Tytuł oryginału: Anathema
Cykl: : The Eating Woods [1]
Autor: Keri Lake
Wydawnictwo: Hype
Ilość stron: 652
Gatunek: fantastyka, fantasy, dark fantasy
Tylko wygnani wiedzą, co czai się poza lasem… Szepczą, co czai się w Dzwonie Wiedźmy – lesie, do którego grzesznicy idą, by umrzeć. Mieszkańcy miasteczka nazywają go Żarłocznym Lasem, bo to, co zostaje zabrane, nigdy nie wraca. Tylko ci, którzy postradali zmysły, odważyliby się tam zbliżyć. Albo wygnani. Maevyth Bronwick wie, żeby nie zapuszczać się w mgliste labirynty drzew, ale tragiczny obrót wydarzeń zmusza ją do przekroczenia bramy z kości, której nie przekroczył jeszcze żaden śmiertelnik. Granicy, za którą znajduje się mroczny, fantastyczny świat, równie niebezpieczny, co uwodzicielski. To tam mieszka on – przeklęty pan Eidolonu. I to jemu powierzono ukrycie jej przed bractwem magów, które pragnie ją zgładzić w imię pradawnego proroctwa. Zevander Rydainn – najzimniejszy i najbardziej wyrachowany zabójca w całej Aethyrii – prędzej rzuciłby swoją zadziorną podopieczną watasze krwiożerczych ogniodraków, niż próbował ją chronić. Gdyby tylko mógł. Krew Maevyth stanowi klucz do złamania dręczącej go klątwy i unicestwienia zła uśpionego w Dzwonie Wiedźmy. Na nieszczęście lorda Rydainna los ma wobec tej kuszącej śmiertelniczki inne plany. A jego rosnąca obsesja na jej punkcie grozi zniszczeniem wszystkiego. Włącznie z nim samym. [opis wydawcy]

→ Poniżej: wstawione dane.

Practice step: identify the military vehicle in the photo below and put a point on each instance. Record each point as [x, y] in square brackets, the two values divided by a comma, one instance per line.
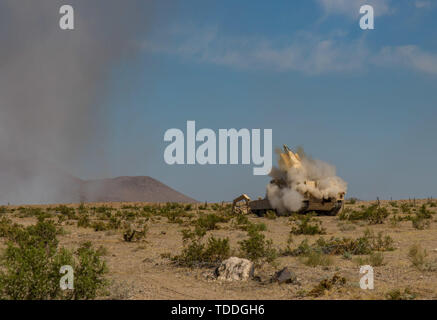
[288, 159]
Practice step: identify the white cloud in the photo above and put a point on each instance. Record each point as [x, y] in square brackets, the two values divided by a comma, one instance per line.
[422, 4]
[305, 52]
[351, 8]
[409, 56]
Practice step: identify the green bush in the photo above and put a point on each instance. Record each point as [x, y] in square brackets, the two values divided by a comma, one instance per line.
[31, 262]
[306, 224]
[398, 294]
[316, 258]
[374, 214]
[257, 248]
[363, 245]
[209, 221]
[197, 253]
[83, 220]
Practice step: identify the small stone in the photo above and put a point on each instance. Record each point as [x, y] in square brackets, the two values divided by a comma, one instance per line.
[235, 269]
[284, 276]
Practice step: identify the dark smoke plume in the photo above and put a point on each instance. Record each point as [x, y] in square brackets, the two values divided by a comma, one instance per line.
[52, 83]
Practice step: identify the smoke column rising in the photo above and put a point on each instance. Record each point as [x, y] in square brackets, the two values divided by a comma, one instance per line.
[51, 83]
[290, 197]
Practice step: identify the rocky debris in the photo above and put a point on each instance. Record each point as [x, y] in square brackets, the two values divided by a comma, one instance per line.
[235, 269]
[284, 276]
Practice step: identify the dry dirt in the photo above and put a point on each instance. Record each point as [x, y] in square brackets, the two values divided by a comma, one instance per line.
[138, 270]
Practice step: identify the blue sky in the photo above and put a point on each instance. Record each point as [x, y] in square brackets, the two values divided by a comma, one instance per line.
[364, 101]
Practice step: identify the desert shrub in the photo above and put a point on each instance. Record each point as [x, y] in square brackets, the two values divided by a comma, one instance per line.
[89, 270]
[339, 246]
[82, 208]
[420, 219]
[67, 211]
[174, 216]
[103, 209]
[352, 201]
[394, 204]
[432, 204]
[83, 220]
[197, 253]
[241, 221]
[316, 258]
[306, 224]
[375, 259]
[99, 226]
[374, 214]
[327, 284]
[256, 227]
[405, 207]
[398, 294]
[271, 215]
[417, 256]
[114, 223]
[31, 262]
[209, 221]
[346, 226]
[257, 248]
[131, 234]
[419, 222]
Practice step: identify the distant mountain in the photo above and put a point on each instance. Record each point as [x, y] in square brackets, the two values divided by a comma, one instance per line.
[42, 183]
[121, 189]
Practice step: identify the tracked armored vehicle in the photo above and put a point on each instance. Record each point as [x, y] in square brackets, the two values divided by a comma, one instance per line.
[288, 159]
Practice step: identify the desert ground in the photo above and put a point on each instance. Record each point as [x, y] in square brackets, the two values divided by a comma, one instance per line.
[144, 267]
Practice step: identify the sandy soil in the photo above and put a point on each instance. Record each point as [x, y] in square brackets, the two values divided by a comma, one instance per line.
[138, 271]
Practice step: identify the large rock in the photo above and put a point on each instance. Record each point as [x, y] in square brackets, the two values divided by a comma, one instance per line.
[235, 269]
[284, 276]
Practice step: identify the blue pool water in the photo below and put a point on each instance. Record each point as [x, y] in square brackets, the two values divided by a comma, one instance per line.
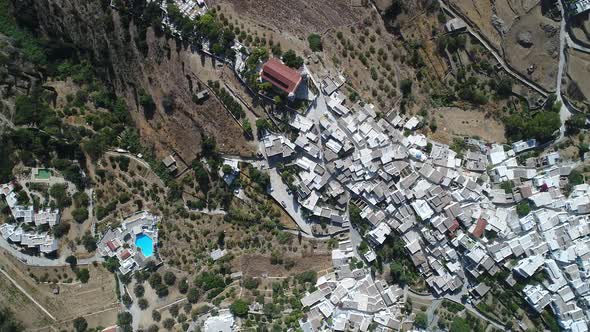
[145, 244]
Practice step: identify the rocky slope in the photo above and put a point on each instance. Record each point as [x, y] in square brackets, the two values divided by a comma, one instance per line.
[133, 58]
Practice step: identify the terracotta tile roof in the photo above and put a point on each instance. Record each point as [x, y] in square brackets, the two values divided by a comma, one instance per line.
[281, 76]
[480, 227]
[111, 244]
[125, 254]
[454, 226]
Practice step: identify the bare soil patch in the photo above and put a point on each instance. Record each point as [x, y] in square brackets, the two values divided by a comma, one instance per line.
[501, 22]
[457, 122]
[95, 298]
[543, 35]
[259, 265]
[578, 69]
[298, 17]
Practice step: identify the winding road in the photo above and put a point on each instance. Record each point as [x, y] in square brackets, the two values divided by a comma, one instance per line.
[43, 261]
[564, 112]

BOOKiton od @bbj_bookstagram sprawił, że sięgnęłam po "Anathemę" szybciej, niż planowałam. Mroczne, gotyckie fantasy przyciągało uwagę, a zagraniczne zachwyty sugerowały, że nie jest to kolejne gatunkowe "kopiuj wklej".
Początkowo poczułam się przytłoczona ilością nazw i informacji o świecie, ale z każdym rozdziałem byłam coraz bardziej zainteresowana. Keri zadbała o to, by objaśniać zasady na bieżąco, wraz z poznawaniem ich przez Maevyth. Powieść podzielona jest na 3 części, z czego najlepiej wspominam drugą, w której to działo się naprawdę dużo - mogłam zrozumieć bohaterów, wczuć się w intrygi i duszną atmosferę.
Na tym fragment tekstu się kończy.